I’ve pushed a cheapglk change which implements this. (To github, not yet released.) My other interpreters have not yet caught up.

djfletch · March 16, 2013, 1:35pm

I’m a bit late to this thread, but I wanted to say that at one point I experimented with writing transcripts as HTML. It worked out OK, although I never got round to releasing anything.
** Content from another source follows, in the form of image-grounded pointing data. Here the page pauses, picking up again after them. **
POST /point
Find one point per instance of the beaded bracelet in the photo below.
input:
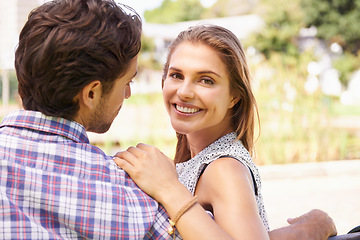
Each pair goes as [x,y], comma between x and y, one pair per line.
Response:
[184,209]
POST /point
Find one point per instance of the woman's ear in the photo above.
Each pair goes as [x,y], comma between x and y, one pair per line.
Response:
[234,101]
[90,95]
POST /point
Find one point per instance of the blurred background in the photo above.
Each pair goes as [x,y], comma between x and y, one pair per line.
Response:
[305,63]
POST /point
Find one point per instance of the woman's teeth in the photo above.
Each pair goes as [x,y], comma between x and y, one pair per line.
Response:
[187,110]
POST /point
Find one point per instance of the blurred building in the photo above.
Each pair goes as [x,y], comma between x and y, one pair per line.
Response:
[13,16]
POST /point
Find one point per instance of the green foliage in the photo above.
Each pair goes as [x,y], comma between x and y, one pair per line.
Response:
[336,21]
[346,64]
[298,127]
[283,23]
[146,59]
[175,11]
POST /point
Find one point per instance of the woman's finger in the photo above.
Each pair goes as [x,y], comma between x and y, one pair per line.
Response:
[124,164]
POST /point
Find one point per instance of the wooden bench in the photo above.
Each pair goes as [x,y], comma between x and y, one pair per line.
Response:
[350,236]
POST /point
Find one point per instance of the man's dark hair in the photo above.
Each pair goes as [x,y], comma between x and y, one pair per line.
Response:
[66,44]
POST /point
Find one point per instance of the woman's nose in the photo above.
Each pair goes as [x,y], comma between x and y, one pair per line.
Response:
[186,90]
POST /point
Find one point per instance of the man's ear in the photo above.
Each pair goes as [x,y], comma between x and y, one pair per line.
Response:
[90,95]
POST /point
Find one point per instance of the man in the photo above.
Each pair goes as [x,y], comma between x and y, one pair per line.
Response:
[74,63]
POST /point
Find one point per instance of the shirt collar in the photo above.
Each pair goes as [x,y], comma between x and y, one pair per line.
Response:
[38,121]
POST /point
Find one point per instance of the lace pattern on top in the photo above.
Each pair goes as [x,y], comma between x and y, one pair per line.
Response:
[227,146]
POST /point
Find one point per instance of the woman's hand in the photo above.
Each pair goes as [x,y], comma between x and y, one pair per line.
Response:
[151,170]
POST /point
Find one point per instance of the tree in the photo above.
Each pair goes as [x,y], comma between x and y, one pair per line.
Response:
[175,11]
[282,25]
[336,21]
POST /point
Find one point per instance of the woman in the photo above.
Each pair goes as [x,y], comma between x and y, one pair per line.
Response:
[207,94]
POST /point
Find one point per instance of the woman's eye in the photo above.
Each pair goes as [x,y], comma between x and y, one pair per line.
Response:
[175,75]
[207,81]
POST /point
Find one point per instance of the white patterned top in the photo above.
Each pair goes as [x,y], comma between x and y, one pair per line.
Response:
[227,146]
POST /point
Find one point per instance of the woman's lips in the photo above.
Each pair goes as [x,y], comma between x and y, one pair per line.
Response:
[187,110]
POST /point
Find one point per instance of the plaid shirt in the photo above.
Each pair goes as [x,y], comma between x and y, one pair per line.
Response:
[55,185]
So at some point I might lobby for an exception to the UTF-8 requirement, along the lines of: if the fileref is created by a prompt, where the user can choose a file type, then the library is allowed to write what the user asks for.

UTF-8 could be required to be one of the choices offered. You might also restrict this behaviour to fileusage_Transcript only.

I don’t know if I’ll ever manage to resurrect my implementation, so it may not be worth worrying about for now.

zarf · March 16, 2013, 7:12pm

That is a fair point. I had HTML transcript output in the back of my mind when I originally designed the spec, but nobody ever went that direction.

zarf · March 20, 2013, 7:40pm

I’ve added a couple of lines:

…and notes to this effect on glk_stream_open_file_uni() and glk_fileref_create_by_prompt().